As I mentioned at the outset, I have not always been willing to go directly to a neighbor that I have a problem with; you can read, among other things, about an example related to “donuts” here if you’re interested: https://keithpetersenblog.com/2023/05/31/making-your-mark/ Lord willing, in my next post, about forgiveness, I plan to include another example of a neighbor that I have not been able or willing to go to directly. I should also add that I have heard enough stories about violent, even deadly, confrontations with neighbors not to be naive about this kind of situation. However, I would venture to say that with the Lord’s help, we can try to directly resolve problems with neighbors more often than we might think.

8 thoughts on “How Do You Handle Problems with Neighbors?

  1. The way you handled those situations, works most of the time. And doing it that way, you still had friendly neighbors in the morning. And someday you may have needed their help. A friendly neighbor is always better than living next door to an enemy.

    One Saturday night, the parents of three teenage daughters left their girls home for the night. When they left, their girls had a loud party with music just blaring. Their house was 15 feet from mine. I needed to get up early in the morning. I was angry, but I knew it probably wouldn’t have done any good to say anything to those wild teenagers, so I tape recorded what I heard outside my bedroom window. The next day, I talked to both parents, got out the tape recorder, played it, and said; “This is what I heard last night at 11:00, this loud, while I was lying in bed.” I didn’t have to say another word. They took care of that problem.

    One time, I lived in an apartment building with walls so thin, you could hear a fly crawling on the other side.
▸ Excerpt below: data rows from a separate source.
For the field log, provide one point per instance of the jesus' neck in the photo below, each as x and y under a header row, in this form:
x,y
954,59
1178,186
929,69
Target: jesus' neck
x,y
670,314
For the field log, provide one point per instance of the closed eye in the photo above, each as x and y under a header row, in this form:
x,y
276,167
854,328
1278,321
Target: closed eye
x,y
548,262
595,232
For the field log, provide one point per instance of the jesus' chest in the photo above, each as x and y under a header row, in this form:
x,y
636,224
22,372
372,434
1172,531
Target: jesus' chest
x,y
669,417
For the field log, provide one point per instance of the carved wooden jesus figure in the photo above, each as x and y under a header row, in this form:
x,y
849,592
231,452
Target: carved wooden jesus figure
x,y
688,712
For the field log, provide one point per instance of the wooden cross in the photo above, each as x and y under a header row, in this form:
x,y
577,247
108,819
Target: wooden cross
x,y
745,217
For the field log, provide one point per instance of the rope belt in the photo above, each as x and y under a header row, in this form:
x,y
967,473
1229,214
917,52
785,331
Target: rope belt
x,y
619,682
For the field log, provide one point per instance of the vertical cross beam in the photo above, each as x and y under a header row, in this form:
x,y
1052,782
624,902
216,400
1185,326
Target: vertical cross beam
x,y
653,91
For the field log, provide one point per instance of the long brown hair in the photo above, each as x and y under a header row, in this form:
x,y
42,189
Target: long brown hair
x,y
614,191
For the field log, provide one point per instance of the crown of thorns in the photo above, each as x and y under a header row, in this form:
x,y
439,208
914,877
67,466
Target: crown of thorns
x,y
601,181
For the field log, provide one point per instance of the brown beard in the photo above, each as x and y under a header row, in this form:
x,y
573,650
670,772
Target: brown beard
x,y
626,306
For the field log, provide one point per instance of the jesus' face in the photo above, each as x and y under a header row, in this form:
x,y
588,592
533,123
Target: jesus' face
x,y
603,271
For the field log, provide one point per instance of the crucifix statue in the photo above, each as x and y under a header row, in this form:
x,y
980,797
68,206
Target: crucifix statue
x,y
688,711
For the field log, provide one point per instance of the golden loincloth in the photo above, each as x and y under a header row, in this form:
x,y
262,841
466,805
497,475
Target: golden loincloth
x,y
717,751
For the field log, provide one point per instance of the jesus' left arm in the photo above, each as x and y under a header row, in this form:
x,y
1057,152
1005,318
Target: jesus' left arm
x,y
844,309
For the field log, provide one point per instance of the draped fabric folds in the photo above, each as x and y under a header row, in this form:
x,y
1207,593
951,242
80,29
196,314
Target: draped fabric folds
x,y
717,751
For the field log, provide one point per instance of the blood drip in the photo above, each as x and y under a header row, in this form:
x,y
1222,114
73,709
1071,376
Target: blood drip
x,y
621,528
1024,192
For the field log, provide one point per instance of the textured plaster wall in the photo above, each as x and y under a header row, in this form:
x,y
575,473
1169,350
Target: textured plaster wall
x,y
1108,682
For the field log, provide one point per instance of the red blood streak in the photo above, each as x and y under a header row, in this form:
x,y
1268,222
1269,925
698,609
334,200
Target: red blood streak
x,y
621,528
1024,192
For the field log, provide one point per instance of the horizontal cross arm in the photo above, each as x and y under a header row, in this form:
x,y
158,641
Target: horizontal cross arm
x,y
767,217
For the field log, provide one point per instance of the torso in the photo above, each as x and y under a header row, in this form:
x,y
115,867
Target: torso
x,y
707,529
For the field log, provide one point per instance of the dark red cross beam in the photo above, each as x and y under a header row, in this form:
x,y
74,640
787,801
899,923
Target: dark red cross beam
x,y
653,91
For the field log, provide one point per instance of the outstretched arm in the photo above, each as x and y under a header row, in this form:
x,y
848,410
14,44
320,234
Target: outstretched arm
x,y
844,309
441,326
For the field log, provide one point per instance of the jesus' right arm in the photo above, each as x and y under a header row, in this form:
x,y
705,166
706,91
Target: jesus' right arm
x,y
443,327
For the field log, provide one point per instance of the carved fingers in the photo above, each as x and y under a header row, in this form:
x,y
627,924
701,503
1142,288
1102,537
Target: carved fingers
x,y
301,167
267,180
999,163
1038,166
One night, about 2:00 in the morning, loud music could be heard. I didn’t say anything the first time it occurred. A few days later, it happened again. I went to talk to my neighbors. A young man came to the door. I mentioned the music. He got red in the face, when he told me the reason. They turned up the music to cover up their sounds of procreating. We both started to laugh. I had no idea of what to say, and just walked away. After that, I was only bothered a few times with loud music.

    Liked by 2 people

    1. Michael, regarding the teens: I think that was really wise! Regarding the couple, I suppose you could have said something like, “Well, I don’t know which I’d rather hear, the sound of procreating or the music!” 😂

      Like

      1. Yeah, that was the problem, I really didn’t know what I wanted to hear less of, the music, and I really didn’t relish the sounds of what else was going on. I really was at a loss as to what to say.

        Liked by 1 person

          1. I think that was one of the times, when dealing with the three teenage girls I had the wisdom of Solomon, a high shinning point in my life. Unfortunately, the times I was on the level of the court jester, I think out numbers my Solomon moments.

            In the other case, just bringing up the issue, with a bit of laughing was all it took. After all, what was going on, is just a normal part of life.